New boat improves Norfolk’s inland water rescue capability

PUBLISHED: 12:00 10 December 2010

Norfolk Fire and Rescue's new boat on the water in Thorpe

Norfolk Fire and Rescue's new boat on the water in Thorpe

Archant Norfolk 2010

Norfolk Fire and Rescue Service’s new boat launched

A specialist inland water rescue boat costing £30,000 has been added to Norfolk’s arsenal to respond to future flooding in the county.

Norfolk Fire and Rescue Service now has four boats after the launch yesterday of the Pioner Multi boat, which will be a key part of a specialist flood and swift water rescue unit for the county.

The new boat will support existing teams and boats based at Great Yarmouth, King’s Lynn and Norwich, and will be based at Dereham fire station when Norfolk’s Urban Search and Rescue (USAR) team relocates from Wymondham to Dereham in the spring.

It will help to rescue people from rivers and other waterways around Norwich, the Broads and elsewhere in the county.

The new boat and a range of other specialist equipment will be crewed by the USAR team, which is funded by central government.

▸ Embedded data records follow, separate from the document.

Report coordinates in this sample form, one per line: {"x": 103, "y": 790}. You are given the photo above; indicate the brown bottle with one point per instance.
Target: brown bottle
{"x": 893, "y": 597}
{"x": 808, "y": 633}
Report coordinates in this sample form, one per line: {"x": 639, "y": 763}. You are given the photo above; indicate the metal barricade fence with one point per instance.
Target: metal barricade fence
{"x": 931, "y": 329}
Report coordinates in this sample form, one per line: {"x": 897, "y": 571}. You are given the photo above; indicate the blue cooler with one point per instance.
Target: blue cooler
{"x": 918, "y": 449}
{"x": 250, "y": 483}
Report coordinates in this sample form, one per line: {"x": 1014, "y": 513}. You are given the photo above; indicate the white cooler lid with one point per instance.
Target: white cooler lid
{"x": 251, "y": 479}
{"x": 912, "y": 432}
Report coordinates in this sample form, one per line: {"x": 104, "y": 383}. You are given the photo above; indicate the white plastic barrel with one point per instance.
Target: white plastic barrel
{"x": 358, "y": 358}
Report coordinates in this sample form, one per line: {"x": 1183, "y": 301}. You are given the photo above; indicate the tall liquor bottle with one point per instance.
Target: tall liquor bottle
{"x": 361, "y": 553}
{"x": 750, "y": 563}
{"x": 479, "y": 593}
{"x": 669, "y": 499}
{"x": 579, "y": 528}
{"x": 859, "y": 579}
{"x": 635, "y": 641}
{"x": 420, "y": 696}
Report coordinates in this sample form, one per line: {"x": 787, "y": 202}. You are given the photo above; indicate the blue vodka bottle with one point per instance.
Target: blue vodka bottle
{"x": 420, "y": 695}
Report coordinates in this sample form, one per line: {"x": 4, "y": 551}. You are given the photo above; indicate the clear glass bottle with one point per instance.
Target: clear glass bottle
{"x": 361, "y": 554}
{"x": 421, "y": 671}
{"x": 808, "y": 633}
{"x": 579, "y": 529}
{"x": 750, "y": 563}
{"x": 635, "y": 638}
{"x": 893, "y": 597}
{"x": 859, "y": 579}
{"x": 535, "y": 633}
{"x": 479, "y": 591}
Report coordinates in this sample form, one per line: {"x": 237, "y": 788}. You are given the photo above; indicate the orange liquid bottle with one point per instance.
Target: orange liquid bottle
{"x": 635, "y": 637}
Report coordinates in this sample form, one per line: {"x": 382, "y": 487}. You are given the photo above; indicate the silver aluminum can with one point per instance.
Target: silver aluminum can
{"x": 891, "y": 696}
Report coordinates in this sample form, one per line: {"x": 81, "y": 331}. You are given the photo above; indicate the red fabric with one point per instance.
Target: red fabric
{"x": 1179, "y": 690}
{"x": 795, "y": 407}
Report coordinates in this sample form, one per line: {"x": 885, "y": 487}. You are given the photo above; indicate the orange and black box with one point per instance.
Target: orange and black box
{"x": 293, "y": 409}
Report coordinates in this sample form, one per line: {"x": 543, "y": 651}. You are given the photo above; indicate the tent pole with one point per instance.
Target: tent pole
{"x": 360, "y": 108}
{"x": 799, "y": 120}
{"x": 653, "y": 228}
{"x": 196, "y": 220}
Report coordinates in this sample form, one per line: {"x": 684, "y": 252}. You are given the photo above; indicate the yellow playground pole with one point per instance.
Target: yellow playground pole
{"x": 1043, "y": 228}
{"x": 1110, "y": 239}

Norfolk’s assistant chief fire officer Roy Harold said: “The new boat follows a review carried out by Norfolk Fire and Rescue Service into its water rescue capability.

“The review took into account the increasing risk of flooding and incorporated lessons learned during the East Coast Tidal Surge in November 2007 and the national Pitt Review.

“The new boat will give us more flexibility and extra, specialist capacity in the county.”

He said they were working with a national flood rescue project and with the Norfolk Resilience Forum to help improve the whole country’s ability to deal with flooding.

He added: “We hope shortly to be able to confirm additional inward investment from central government into Norfolk, to benefit local people 
by further improving 
our multi-agency emergency response to flooding.”

Harry Humphrey, the county council’s cabinet member for fire and rescue, said: “We have all seen the major flooding events in Cumbria and Herefordshire in the recent past and know the impact such incidents can have.”